College Answer

Main points for a pass included the equations for determining the loading and maintenance doses. Points were awarded for explaining the rationale for giving a loading dose and for relevant diagrams. Answers to the second part of the question often lacked detail. Candidates should have mentioned alterations in volume of distribution, plasma proteins, renal & hepatic function. Examples of drugs illustrating an understanding of pharmacokinetics attracted extra marks.
Syllabus II 2 f
Reference: Rang Ritter Dale p120-123

Discussion

For IV drugs given by infusion,

• Dose rate (mg/hr) = dose (mg) divided by dosing interval (hrs)
• Maintenance dose rate (mg/hr) = desired peak concentration (mg/L) × clearance (L/hr)
• Loading dose = desired peak concentration (mg/L) × volume of distribution (L)

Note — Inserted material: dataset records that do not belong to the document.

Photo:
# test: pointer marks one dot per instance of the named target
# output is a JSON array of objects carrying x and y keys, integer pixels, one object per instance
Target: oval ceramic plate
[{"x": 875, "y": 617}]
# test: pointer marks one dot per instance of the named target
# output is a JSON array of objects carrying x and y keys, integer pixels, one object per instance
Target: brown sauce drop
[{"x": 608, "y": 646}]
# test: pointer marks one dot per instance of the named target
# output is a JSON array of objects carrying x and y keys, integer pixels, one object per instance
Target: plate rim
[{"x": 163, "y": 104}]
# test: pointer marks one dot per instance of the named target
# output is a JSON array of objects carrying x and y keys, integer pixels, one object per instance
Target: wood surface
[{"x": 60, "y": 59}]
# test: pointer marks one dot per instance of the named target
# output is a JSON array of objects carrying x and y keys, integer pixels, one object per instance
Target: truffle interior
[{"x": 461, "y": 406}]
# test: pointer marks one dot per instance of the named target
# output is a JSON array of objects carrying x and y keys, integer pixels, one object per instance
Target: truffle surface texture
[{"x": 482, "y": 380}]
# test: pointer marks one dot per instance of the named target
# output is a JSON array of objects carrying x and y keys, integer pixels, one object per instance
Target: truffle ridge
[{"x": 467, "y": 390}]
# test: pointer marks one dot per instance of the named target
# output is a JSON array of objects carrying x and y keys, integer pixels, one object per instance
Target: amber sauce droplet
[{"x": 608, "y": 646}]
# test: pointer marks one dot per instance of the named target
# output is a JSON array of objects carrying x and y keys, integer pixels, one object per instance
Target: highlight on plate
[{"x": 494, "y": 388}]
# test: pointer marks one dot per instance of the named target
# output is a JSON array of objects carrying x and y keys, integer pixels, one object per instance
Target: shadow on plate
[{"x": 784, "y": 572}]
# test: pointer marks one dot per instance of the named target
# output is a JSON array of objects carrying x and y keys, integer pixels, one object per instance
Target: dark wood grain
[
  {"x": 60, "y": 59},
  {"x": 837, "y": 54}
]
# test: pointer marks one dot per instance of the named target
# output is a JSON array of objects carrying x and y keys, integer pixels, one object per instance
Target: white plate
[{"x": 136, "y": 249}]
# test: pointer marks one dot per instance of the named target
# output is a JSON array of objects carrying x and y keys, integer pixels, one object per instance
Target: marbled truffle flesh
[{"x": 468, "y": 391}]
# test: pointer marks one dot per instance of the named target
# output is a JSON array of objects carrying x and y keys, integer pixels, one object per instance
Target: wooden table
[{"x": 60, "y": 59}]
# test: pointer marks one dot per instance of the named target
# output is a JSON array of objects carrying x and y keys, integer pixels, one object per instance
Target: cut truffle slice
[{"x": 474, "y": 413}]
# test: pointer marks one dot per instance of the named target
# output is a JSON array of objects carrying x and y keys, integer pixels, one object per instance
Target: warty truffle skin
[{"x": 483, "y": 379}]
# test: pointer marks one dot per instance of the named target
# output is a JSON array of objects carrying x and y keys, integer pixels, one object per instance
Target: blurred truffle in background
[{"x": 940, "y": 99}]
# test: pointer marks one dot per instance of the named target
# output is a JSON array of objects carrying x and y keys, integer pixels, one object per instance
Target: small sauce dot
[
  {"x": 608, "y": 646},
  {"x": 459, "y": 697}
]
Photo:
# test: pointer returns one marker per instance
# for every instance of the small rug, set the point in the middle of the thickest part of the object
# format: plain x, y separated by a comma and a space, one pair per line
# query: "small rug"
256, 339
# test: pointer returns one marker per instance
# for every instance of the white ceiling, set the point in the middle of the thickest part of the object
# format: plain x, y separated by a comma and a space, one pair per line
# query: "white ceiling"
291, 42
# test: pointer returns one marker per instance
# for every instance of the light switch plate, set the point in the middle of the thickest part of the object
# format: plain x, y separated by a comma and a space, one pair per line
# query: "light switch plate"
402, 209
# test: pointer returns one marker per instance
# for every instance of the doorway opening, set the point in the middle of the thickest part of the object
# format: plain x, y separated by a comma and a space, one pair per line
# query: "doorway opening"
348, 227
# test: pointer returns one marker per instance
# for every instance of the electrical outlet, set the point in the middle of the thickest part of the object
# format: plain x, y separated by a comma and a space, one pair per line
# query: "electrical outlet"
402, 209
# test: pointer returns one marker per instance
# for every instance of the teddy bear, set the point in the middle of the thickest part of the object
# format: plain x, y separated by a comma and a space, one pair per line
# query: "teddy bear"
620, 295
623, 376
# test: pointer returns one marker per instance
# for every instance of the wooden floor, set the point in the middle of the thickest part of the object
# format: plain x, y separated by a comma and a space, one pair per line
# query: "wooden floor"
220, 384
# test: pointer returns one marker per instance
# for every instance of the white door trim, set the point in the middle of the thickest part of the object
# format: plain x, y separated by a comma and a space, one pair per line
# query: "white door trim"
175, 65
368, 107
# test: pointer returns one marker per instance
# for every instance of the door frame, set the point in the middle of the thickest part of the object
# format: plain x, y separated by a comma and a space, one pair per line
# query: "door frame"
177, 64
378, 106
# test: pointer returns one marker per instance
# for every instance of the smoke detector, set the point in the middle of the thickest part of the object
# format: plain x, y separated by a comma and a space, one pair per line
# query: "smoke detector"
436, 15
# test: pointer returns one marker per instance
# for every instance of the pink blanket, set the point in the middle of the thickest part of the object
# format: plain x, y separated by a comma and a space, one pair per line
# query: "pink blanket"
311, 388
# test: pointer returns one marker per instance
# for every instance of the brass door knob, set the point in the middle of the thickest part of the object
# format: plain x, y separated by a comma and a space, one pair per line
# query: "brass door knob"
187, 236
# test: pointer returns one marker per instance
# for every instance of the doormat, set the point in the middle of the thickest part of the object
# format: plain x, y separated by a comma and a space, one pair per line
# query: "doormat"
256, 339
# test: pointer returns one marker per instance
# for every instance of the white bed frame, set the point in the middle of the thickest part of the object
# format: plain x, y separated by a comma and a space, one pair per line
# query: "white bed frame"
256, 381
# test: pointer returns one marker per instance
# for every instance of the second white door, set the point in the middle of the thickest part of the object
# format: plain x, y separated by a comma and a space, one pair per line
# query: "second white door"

For drugs not given IV, these doses need to be divided by the bioavailability.

The rationale for giving a loading dose is to achieve steady state sooner than would otherwise be achievable with continuous infusion or intermittent dosing. The counter-argument is that this is not always practical, wg. with drugs which have extremely large volumes of distribution (and which would require absurdly large loading doses).

A "relevant diagram" would probably a fusion of different concentration/time diagrams, and would closely resemble that which is offered in Birkett et al (2009). Here is that diagram, reproduced with zero modifications and with no permission whatsoever:

The graph represents a drug being given intermittently (b), with the dosing rate equal to the half-life of the drug. There is also the same dose rate given as infusion (a) with the hourly dose rate equivalent to that of the intermittent dosing. Lastly, there is an example of a loading dose which is twice the normal maintenance dose (c). This graph can be found in its original state at www.nps.org.au, where the old (pre-textboook, pre-famous) 1996 versions of Birkett's articles are still hosted.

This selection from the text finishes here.